Politicians know that reducing fuel subsidies means immediate pain for citizens. If poorly planned a subsidy removal can result in a shock effect, primarily a shock to popularity but in extreme cases in civil unrest. The doublesnomics that increased the price of a doubles by $1 had nothing to do with the fuel component in the price of a doubles. That is miniscule. But it reinforces the fact that a lot of what drives consumer behaviour is non-rational and emotive.
Citizens must trust that a smooth transition is planned. The best way to create this trust is to start implementing traffic solutions immediately. Is T&T ready to make a break with fuel subsidies? Finance Minister Colm Imbert has put it on the agenda. I urge him to make use of present low energy prices to abandon the fuel subsidy on gasoline within this government term.
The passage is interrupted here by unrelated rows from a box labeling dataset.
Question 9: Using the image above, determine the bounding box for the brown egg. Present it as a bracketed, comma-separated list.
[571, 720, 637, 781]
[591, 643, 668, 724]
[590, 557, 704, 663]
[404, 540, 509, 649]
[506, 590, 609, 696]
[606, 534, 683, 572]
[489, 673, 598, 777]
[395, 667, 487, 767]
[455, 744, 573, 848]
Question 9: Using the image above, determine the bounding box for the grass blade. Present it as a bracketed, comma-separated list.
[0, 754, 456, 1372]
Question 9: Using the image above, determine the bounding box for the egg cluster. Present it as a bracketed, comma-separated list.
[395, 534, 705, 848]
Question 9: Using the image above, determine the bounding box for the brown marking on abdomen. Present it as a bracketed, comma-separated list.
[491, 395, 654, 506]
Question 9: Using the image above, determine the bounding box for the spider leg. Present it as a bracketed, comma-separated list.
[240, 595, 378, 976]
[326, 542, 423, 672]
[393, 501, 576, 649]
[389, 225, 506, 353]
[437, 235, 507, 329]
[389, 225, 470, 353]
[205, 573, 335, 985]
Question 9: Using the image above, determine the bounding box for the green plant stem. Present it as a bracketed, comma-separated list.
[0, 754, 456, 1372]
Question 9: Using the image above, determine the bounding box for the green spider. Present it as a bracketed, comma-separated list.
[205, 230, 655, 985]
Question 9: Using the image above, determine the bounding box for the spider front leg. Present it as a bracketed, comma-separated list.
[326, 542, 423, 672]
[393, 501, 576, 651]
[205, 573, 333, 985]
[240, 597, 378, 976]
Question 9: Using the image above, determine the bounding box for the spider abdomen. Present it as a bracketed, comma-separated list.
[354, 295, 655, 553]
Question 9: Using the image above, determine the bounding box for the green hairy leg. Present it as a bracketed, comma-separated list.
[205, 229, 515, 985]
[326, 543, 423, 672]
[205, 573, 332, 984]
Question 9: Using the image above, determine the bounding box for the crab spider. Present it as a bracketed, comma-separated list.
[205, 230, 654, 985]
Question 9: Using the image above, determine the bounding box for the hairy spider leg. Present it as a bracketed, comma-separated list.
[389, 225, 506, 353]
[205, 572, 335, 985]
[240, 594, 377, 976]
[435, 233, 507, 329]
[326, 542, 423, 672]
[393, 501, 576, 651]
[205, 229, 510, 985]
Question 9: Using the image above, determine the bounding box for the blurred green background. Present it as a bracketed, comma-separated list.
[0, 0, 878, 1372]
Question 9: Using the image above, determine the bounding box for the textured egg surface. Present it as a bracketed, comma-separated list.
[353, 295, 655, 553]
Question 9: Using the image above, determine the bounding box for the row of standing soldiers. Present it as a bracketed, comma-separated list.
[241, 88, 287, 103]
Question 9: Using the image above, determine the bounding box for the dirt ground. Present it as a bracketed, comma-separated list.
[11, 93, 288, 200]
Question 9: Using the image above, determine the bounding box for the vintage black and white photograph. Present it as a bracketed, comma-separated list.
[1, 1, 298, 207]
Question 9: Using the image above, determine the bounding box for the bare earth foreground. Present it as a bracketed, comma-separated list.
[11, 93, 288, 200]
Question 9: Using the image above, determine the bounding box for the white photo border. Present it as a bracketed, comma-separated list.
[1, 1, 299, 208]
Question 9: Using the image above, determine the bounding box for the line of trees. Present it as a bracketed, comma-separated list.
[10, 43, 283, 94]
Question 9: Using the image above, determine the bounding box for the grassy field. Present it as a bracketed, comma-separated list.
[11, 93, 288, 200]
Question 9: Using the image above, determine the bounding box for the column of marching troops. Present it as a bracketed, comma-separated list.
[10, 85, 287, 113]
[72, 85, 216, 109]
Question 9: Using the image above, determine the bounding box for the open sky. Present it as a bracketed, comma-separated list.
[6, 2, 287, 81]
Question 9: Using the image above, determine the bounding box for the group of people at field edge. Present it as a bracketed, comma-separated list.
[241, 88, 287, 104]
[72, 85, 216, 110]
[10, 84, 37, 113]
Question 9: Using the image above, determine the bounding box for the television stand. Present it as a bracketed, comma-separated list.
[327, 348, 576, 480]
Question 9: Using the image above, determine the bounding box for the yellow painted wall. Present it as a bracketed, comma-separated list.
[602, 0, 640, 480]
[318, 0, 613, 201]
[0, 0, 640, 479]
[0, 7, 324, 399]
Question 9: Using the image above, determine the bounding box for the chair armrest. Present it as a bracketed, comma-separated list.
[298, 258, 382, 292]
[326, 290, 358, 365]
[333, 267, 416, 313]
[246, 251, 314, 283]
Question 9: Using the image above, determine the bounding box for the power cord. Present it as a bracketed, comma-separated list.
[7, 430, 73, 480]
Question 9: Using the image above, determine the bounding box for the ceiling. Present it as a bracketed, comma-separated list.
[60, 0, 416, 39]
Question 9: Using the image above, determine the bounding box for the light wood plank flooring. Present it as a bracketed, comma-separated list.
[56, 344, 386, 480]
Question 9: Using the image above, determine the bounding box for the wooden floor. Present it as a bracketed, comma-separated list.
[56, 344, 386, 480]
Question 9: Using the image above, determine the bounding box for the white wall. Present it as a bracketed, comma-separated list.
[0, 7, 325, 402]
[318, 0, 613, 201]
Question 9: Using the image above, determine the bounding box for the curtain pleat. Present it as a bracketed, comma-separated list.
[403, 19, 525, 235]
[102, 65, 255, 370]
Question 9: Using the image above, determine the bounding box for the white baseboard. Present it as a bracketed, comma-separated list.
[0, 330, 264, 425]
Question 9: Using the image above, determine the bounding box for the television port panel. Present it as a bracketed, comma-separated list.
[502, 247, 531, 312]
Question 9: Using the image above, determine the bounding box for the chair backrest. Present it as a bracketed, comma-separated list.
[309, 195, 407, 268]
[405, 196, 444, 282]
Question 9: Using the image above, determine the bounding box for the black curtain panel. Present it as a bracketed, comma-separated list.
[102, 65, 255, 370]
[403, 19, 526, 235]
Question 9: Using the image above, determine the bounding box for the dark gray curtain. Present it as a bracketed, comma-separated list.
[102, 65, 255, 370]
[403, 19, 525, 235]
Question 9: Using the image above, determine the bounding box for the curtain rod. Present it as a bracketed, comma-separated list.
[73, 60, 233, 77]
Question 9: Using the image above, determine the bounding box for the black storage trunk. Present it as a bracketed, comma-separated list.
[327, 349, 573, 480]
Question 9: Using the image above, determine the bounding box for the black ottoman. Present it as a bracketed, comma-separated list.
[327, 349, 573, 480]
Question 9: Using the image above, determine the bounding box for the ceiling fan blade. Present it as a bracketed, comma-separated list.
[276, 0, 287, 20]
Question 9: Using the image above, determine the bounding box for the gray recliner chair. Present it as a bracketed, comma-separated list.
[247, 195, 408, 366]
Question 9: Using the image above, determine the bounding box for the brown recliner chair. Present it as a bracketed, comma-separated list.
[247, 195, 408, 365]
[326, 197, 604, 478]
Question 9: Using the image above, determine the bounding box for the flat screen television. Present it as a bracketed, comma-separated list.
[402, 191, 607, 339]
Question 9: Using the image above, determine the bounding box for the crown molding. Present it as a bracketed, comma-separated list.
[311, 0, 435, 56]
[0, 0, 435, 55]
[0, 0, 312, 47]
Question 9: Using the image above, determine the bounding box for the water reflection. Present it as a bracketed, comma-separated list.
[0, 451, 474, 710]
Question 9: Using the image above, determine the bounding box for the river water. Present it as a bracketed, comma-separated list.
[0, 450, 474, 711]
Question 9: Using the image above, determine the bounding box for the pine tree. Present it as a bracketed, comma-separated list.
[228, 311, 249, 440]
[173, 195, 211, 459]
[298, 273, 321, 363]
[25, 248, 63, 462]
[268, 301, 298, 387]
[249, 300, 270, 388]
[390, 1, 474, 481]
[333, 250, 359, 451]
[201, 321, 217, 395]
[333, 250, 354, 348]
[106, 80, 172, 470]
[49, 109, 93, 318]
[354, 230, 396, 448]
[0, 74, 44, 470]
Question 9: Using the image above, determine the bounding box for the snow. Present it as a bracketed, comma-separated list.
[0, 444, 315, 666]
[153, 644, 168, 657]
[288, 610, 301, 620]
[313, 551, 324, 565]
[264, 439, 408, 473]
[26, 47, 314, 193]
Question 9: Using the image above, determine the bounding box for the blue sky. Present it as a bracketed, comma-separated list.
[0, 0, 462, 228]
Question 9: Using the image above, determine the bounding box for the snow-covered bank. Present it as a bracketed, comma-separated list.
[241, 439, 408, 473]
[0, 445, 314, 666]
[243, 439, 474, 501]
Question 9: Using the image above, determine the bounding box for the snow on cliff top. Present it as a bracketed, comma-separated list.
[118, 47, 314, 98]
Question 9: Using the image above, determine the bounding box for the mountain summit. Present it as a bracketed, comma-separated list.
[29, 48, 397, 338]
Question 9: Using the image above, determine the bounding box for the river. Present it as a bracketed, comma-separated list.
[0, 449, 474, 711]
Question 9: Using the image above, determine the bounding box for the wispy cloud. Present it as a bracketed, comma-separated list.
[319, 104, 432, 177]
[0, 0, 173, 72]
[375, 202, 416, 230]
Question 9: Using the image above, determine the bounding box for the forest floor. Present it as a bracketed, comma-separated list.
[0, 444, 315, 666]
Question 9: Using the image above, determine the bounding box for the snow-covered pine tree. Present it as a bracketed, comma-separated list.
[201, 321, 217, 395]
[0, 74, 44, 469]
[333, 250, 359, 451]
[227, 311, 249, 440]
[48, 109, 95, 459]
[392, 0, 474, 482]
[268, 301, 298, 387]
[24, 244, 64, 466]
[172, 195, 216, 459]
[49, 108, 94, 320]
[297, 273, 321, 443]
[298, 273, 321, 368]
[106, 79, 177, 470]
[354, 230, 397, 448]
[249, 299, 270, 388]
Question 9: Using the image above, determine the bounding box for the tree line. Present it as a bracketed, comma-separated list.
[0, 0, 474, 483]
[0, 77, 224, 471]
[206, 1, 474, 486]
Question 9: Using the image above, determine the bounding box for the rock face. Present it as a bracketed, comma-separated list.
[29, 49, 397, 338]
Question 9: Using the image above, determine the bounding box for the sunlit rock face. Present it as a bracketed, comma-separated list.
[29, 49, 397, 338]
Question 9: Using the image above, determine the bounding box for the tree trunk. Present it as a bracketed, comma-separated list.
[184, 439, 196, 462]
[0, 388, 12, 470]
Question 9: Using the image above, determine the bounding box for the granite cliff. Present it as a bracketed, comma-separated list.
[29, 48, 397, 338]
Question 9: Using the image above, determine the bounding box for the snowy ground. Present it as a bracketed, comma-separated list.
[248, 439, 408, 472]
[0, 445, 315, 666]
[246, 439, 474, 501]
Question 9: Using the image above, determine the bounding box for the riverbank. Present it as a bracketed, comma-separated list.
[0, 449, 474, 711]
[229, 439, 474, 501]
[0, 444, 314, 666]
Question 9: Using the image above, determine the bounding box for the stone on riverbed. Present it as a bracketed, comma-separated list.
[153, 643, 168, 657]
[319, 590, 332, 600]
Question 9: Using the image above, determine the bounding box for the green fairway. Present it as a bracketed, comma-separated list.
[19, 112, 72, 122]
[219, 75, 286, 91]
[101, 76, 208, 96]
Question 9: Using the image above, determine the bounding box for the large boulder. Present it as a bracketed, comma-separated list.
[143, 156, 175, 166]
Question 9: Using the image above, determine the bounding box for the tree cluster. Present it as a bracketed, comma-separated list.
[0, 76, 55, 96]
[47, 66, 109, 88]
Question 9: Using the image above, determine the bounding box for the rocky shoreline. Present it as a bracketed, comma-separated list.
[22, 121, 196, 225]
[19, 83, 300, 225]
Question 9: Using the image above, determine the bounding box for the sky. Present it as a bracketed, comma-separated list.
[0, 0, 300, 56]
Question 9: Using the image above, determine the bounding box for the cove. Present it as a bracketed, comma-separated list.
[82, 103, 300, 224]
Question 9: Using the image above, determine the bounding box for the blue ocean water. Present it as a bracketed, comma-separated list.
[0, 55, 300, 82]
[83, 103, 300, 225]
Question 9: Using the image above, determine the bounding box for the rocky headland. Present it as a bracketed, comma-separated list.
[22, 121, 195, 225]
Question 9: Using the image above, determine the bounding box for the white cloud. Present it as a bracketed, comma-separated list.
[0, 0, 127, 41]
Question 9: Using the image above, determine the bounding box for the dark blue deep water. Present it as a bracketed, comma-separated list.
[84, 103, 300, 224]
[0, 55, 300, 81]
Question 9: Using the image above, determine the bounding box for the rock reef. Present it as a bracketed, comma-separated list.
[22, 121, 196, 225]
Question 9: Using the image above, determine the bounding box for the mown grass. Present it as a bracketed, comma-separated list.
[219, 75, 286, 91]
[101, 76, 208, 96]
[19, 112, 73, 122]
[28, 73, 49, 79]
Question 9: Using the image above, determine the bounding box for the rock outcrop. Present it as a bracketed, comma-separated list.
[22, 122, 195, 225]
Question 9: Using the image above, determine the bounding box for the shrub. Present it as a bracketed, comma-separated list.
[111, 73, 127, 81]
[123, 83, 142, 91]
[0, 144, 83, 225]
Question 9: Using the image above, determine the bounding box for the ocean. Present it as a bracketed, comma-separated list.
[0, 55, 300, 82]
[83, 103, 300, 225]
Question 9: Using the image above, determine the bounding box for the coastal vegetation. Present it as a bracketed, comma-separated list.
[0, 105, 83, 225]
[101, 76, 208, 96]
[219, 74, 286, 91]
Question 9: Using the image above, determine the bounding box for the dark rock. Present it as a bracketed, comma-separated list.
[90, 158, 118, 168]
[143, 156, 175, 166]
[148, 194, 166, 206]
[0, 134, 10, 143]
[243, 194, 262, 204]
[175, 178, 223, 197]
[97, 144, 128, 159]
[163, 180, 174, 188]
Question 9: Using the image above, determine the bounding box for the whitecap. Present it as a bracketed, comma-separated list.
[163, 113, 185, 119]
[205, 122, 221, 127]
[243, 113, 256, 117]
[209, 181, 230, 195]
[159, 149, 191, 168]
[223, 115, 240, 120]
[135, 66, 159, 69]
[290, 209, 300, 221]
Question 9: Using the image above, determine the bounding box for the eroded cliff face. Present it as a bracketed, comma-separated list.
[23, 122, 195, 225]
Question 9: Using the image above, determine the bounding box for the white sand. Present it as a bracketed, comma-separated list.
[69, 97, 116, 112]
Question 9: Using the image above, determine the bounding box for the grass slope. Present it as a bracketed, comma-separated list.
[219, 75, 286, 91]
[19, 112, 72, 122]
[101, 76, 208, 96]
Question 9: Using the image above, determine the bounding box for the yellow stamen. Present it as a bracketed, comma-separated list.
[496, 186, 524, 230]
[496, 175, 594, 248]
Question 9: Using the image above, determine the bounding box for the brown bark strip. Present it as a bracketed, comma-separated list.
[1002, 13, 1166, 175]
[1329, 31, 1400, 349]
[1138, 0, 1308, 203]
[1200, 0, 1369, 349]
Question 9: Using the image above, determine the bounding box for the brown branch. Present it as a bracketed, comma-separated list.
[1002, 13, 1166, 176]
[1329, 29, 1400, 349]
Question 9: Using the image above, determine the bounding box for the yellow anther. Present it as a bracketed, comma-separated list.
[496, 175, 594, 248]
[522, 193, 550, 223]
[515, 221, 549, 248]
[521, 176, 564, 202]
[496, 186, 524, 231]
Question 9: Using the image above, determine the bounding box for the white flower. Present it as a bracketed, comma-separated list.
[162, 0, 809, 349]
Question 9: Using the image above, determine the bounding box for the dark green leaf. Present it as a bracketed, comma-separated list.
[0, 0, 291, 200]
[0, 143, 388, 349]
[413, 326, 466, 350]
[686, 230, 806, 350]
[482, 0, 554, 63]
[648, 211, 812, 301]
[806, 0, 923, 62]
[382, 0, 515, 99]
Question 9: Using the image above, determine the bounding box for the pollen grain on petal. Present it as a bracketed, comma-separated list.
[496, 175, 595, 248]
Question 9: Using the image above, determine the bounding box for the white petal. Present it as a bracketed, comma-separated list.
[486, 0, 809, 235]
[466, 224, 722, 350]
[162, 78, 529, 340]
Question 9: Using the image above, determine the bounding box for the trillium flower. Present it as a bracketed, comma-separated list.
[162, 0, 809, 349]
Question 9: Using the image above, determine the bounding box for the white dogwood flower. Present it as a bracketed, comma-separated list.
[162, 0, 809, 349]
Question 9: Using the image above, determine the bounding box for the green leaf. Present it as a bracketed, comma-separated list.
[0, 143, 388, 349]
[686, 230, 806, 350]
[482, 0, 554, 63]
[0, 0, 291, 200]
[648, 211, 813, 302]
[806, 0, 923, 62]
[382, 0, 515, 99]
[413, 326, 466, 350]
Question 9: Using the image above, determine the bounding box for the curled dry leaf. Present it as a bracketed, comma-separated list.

Minister Imbert says that a mass transit solution will cost between $10-$15 billion. The fuel subsidy can pay for that within 10-11 years. Mass transit can only work when commuters have an economic incentive to use it. It cannot coexist with subsidised fuel.
There is no time like now. At present oil prices, premium gasoline will be cheaper if the market price is charged. Super and diesel will go up to somewhere between $4 and $5.
Some will be hurt by even a $1 per day increase in the cost of living. When oil prices were high their taxpayer’s dollars fuelled the vehicles of the middle class and the down-the-islands boats of the wealthy. Fuel smugglers became instant millionaires. A system of targeted welfare will benefit them. Maybe a travel card that can also be used in maxi taxis or increased spending on social services, health and education. That is what the poorest need.
Fuel subsidies increase inequality and do not make the poor richer. Invest in people, not fuel tanks.